Tuesday, November 12, 2013

Slavery reparations

This is a story that comes and goes with fairly reliable frequency.
Now [St Vincent & the Grenadines] is becoming the perhaps unexpected centre of a pan-Caribbean move to redress one of the great horrors of the 19th century: the transatlantic slave trade.
I guess that something of a warning klaxon goes off there, in that the translantic trade in slaves was unilaterally abolished by Great Britain in 1807, making this much more of an 18th century horror than a 19th century one. Be that as it may, slavery is certainly a Bad Thing. I'm sure we can agree on that.
"It is the defining matter of our age," says the prime minister, Ralph Gonsalves, as he peers out towards the Atlantic from the veranda of his family's secluded villa, in the grounds of an old plantation, on the main island, St Vincent. 
The outspoken 67-year-old, who often refers to himself as "Comrade Ralph", has been in office for almost 13 years. He says his attempt to seek not only an apology but money from those European powers that built fortunes through the trafficking of slaves across the ocean in front of him is his moral duty.
I don't have figures for all the European nations that were involved in the slave trade but, as a nation, Britain certainly wasn't made wealthy by slave trafficking - it was only ever a peripheral factor in the wider economy.
Stanley Engerman, professor of economic history at Rochester, has calculated that the contribution made by slave sale proceeds to the British economy in 1770 - at the height of the trade - was a mere 0.0054% of National Income.
There is also an inherent problem in litigating the actions of 300 years ago using the laws of the present day. Not only was slavery legal in the 18th century - it was ubiquitous. The Western nations didn't generally go off into the interior of West and Central Africa to capture slaves (although the Arabs did, over to the East) - they purchased their slaves from the likes of the Ashanti and the Dahomey kingdoms in West Africa - for everyone except the unfortunate slaves themselves this was a consensual trade.

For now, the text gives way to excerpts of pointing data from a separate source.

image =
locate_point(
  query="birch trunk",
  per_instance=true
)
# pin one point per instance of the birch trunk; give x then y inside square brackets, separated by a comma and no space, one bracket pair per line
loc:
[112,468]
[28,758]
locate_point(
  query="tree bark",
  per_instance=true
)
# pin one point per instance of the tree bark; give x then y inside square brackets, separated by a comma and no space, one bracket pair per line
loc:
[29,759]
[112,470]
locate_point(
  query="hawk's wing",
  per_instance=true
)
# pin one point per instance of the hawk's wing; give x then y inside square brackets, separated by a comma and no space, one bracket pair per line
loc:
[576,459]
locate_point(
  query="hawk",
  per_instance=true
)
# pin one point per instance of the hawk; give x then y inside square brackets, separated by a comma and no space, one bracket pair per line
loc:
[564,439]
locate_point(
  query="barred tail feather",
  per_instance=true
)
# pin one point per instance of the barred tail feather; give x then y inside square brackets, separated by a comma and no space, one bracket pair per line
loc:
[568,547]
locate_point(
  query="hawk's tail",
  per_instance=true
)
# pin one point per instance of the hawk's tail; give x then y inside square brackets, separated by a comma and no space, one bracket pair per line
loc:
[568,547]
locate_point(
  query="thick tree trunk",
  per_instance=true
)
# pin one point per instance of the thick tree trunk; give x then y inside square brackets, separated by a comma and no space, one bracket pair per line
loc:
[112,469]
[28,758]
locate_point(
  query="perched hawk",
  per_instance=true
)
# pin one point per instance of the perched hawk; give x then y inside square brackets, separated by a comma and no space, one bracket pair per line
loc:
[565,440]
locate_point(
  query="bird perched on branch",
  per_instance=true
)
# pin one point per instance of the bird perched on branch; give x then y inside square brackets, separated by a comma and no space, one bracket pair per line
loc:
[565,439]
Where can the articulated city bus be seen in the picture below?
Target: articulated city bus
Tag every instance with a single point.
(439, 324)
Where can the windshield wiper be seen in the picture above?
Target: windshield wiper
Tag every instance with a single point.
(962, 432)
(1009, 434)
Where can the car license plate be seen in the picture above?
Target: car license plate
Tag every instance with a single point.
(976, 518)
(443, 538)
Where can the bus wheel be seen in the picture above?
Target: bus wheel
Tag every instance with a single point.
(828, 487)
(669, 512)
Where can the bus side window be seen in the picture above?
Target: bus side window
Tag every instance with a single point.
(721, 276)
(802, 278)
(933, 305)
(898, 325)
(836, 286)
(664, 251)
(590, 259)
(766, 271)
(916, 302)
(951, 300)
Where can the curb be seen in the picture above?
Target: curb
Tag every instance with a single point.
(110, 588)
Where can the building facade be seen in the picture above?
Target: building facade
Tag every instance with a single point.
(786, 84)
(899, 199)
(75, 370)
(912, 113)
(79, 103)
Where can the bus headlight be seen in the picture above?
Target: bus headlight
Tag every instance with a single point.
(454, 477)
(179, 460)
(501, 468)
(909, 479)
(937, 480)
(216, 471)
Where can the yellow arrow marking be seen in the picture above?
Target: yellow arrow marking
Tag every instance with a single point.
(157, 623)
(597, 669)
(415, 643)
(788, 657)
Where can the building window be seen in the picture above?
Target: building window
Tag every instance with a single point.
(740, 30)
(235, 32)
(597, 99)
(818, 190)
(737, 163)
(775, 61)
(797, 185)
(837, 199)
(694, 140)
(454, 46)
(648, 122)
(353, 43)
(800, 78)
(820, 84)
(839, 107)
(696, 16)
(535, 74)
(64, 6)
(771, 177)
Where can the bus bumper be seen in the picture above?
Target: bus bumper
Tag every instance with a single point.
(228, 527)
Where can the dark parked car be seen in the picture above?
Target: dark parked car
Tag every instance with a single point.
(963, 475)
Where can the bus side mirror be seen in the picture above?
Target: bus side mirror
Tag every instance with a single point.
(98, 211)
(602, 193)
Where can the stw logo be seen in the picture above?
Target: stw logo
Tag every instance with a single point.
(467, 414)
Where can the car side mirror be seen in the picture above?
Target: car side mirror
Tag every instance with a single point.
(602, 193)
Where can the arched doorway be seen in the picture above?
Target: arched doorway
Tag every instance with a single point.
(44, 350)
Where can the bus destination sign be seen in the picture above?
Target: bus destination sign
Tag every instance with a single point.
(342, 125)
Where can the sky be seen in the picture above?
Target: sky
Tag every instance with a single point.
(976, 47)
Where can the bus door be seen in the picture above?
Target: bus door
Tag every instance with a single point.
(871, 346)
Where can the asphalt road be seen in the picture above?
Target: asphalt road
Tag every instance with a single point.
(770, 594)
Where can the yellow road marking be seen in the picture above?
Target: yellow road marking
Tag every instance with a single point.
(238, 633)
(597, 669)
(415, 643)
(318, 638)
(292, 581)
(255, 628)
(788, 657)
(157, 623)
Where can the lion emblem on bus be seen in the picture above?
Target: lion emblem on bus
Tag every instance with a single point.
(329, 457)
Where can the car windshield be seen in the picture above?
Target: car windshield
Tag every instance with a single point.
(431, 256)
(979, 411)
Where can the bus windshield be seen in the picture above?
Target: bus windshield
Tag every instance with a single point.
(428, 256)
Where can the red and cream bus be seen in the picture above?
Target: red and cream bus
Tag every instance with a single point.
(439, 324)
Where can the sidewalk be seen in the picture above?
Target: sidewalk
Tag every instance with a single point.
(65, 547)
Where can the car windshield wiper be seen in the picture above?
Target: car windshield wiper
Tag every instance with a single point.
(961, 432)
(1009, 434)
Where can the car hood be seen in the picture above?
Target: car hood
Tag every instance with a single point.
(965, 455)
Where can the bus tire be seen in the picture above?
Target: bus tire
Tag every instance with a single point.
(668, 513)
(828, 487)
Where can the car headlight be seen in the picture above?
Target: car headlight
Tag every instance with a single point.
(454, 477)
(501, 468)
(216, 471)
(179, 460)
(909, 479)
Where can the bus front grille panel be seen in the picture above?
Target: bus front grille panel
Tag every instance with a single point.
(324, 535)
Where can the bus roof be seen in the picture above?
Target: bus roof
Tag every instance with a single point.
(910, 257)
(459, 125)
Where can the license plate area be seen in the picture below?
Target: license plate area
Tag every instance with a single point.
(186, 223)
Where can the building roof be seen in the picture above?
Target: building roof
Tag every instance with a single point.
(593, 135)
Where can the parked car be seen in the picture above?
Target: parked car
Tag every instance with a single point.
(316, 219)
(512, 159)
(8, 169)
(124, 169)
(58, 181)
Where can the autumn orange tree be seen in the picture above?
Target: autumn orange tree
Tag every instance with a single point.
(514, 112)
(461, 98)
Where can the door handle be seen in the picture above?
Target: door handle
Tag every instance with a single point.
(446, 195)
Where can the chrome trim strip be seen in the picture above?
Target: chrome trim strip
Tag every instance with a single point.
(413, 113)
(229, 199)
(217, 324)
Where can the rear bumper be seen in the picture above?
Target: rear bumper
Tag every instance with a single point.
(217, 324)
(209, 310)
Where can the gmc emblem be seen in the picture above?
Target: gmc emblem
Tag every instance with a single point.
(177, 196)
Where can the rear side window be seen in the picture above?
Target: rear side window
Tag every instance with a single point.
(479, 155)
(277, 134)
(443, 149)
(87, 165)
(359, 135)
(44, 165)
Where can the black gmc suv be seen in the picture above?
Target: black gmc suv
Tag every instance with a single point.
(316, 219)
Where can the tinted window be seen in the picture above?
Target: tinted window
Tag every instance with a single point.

If you look back through history, from the earliest beginnings to the dawn of the modern era, slavery was an ever-present. It was with the (extremely high-handed and very unpopular) intervention of the British in the early 19th century that the institution of slavery began to unravel. Working out what the crime is that requires compensation is not as straightforward as it might seem.
But last June supporters of the reparation movement were emboldened by a £19.9m out-of-court payment made by the UK to victims of British colonial forces in Kenya. Lawyers had argued that Britain was legally responsible for the brutal suppression and torture carried out against the anti-colonial group the Mau Mau in the 1950s.
Well, there are three points to make here too. The first (as the article acknowledges) that the victims of whatever torture happened in Kenya were still alive to make the claim and receive the compensation. Slavery was abolished in the British Empire in 1833, so the last British slave is likely to have died more than 100 years ago. The second problem, not mentioned by the Guardian, is that in the 1950s torture was illegal - if British forces did indeed torture and kill prisoners, then they did so in contravention of their own laws - slavery was legal under most legal systems in the world. The third point is that the allegations in Kenya were made against the British state, for the actions of the state. In the Caribbean, the allegations are being made against the British state (inter alia) but the actions were those of private, non-state actors. They aren't equivalents.
Neither Day, nor Gonsalves, is prepared to speculate about how much they will seek in reparations. But Gonsalves refers to what he sees as a possible precedent. In 1833, after the abolition of slavery, the British parliament authorised a £20m payment to British plantation owners, the equivalent of £16.5bn today. This was deemed appropriate compensation for their loss of "property", meaning slaves. The slaves themselves received nothing.
Well, they received their freedom, which isn't exactly nothing. In fact, there's even a figure given for the precise monetary value of that freedom, to which you have to add the unquantifably greater abstract value of freedom itself. It needs to be remembered that the emancipation of slaves was not seen as some sort of great historical inevitability at the time - the French experiment with manumission had been reversed by Napoleon, and the great slave empires in Brazil and the Southern States were still in full swing.

I should also say that I see the British solution to a potentially very difficult problem, what to do with slave-holders, whose legal 'property' is being taken away, and whose livelihoods are being destroyed, was much better than the possible alternatives.

Slavery was a Bad Thing. The nation that did more than any other to end that Bad Thing (spending more actual money in the suppression of the Atlantic Slave Trade than it had ever earned in the trade itself) was Britain. The world should be ashamed of slavery, but I'm not sure that any nation in particular needs to apologise for it. I'm fairly certain that none of them should be paying compensation.